I sogni e la strategia
I sogni del card. Hume e la strategia di Murphy O’Connor
«Li conosco bene i sogni di Hume, ma io non ho la sua fantasia. Non ho un sogno particolare: preferisco dire che ho una strategia. La Chiesa deve rinnovarsi continuamente. La nostra strategia deve mirare anzitutto a un rinnovamento della fede. È illusorio pensare che, facendo questo o quello, si risolvano i problemi. I problemi si risolvono con la grazia dello Spirito Santo nel cuore dei fedeli. Si tratta di accendere la candela della fede e vigilare che essa rimanga accesa e attiva. In secondo luogo, soprattutto in questo Paese, la nostra strategia deve mirare ad esprimere chiaramente la verità della fede.
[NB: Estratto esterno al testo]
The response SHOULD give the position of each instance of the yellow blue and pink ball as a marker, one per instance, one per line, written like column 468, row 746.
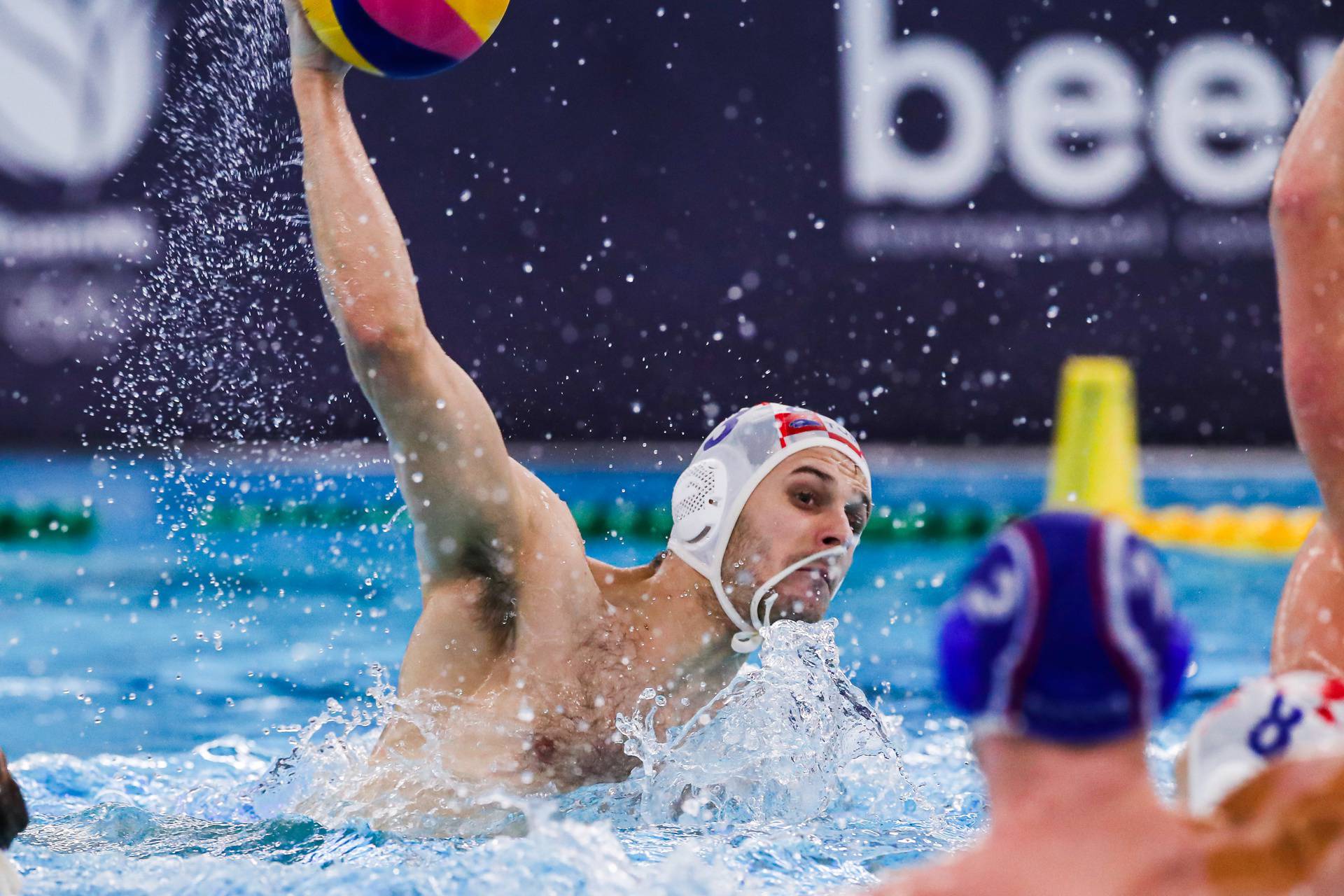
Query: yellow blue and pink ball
column 403, row 38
Quando parlo di ciò che è vero riguardo alla famiglia, alla sessualità, al bene comune secondo la tradizione e l’insegnamento della Chiesa, le persone ascoltano, si rinnovano. Bisogna associare strettamente la verità con la compassione pastorale. Mi sembra che questo binomio sia molto importante. Raggiungere, toccare le persone là dove sono, là dove vivono e hanno bisogno di ascoltare la parola di Cristo».
La Chiesa
«Penso soprattutto alla Chiesa che cammina attraverso la storia. Affrontando le varie crisi, la Chiesa è sempre diversa e sempre la stessa. La cosa meravigliosa della Chiesa cattolica è questo continuo salire e scendere, crescere in certi paesi e diminuire in altri, senza mai venir meno. Il popolo di Dio è sempre lì, sempre presente per testimoniare la verità, la speranza. Per me la Chiesa cattolica, la Chiesa di Cristo oggi, è l’unica realtà fondamentale portatrice di senso e di verità. E la nostra società ha bisogno soprattutto di due cose: senso della vita e speranza».
Il canto nuovo
«Il canto del Vangelo, della sua freschezza, della sua novità. È il canto del senso e della speranza che la nostra società ha bisogno di ascoltare. E stranamente, perché il terreno è così arido, in molti casi così ostile alla religione, in una società così sfrenatamente consumistica, la voce del Vangelo ha una nuova risonanza. Non ignoro le ombre, le sfide, i problemi. So che la Chiesa ha attraversato momenti di crisi nel corso della sua storia, ma è sempre risorta grazie alla santità, alla sua novità, alla freschezza delle persone, dei movimenti di rinnovamento. La freschezza della Chiesa è sempre esistita e ricomparirà anche nel nostro tempo, anzi sta già comparendo. È il Signore».
Il coraggio
Santa Caterina diceva ai cardinali del suo tempo: «Non tacete più. Gridate con centinaia di migliaia di voci. Vedo che il mondo si distrugge con il silenzio. La sposa di Cristo è pallida, è sbiancata in volto».
«Spero di avere la grazia di parlare onestamente e chiaramente e di dire sempre ciò in cui credo con franchezza. La Chiesa continua sempre ad apprendere, a discernere. Anch’io devo imparare a discernere continuamente i segni dei tempi. Cercherò di parlare sempre apertamente come vescovo. Lo considero un privilegio legato alla mia ordinazione sacerdotale, poi alla mia consacrazione episcopale e ora, in modo speciale, alla mia posizione di arcivescovo di Westminster».